I was scared to have another bowl, but it tasted so good, I couldn't resist! While I was eating my second bowl of the fibrous delight, I happened to look at the side of the box. This was when I realized... a bowl and a serving of cereal are two very different things. I started to do the math: if I was eating two bowls a day, that would be about two servings per bowl, which would be four servings a day. Thirty-five percent of your daily value of fiber per serving... that's 140% of your daily value of fiber per day! And that doesn't include all the other fiber you eat throughout your day! I knew I was in for some excitement.

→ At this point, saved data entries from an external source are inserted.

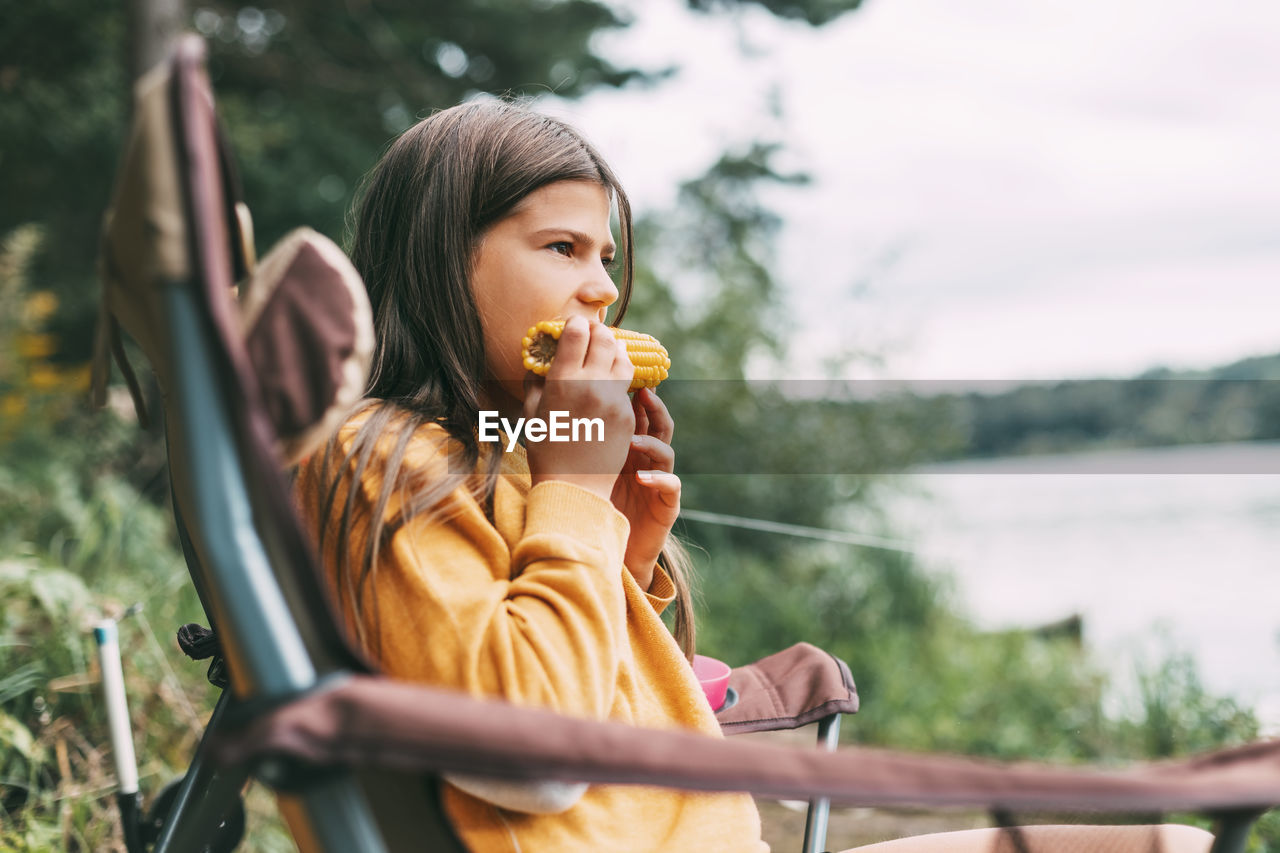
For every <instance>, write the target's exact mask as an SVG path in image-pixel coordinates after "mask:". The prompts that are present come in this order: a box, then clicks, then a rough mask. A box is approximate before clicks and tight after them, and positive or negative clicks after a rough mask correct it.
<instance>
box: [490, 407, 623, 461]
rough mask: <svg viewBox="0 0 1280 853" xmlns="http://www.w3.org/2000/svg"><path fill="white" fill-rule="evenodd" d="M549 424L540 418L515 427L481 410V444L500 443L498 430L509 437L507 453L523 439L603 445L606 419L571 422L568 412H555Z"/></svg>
mask: <svg viewBox="0 0 1280 853" xmlns="http://www.w3.org/2000/svg"><path fill="white" fill-rule="evenodd" d="M549 414H550V416H549V418H548V419H547V420H543V419H541V418H517V419H516V421H515V423H512V421H509V420H507V419H506V418H502V416H499V415H498V412H497V411H490V410H484V409H481V410H480V419H479V424H477V425H479V428H480V430H479V432H480V441H483V442H500V441H502V437H500V435H499V434H498V429H499V428H500V429H502V432H504V433H507V452H508V453H509V452H511V451H513V450H515V448H516V444H517V443H518V442H520V437H521V435H524V437H525V441H526V442H603V441H604V419H603V418H570V416H568V412H567V411H561V410H552V411H550V412H549Z"/></svg>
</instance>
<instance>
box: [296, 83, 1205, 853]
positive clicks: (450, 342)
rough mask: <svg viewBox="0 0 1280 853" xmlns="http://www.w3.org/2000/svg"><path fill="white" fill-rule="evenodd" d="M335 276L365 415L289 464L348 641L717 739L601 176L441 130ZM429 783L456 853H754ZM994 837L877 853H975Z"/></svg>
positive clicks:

It wasn't until the following day that I realized how unhealthy my diet had been up until this point. I pooped EIGHT TIMES in one day. And it wasn't diarrhea, it was solid shit. How much of that was excrement from when I was in high school?! I was still letting loose from my caboose for another three days. I was glad to cleanse myself like that, but I do not want to go through another week like that again.

I will not be eating that much fiber again anytime soon, but I feel like if I stay on top of my daily fiber intake, I won't have to. I won't have nearly as much old waste just waiting to rear its ugly head as a tumor. My colon will be as smooth as an airport runway, and remain intact until I die... from lung cancer due to my smoking.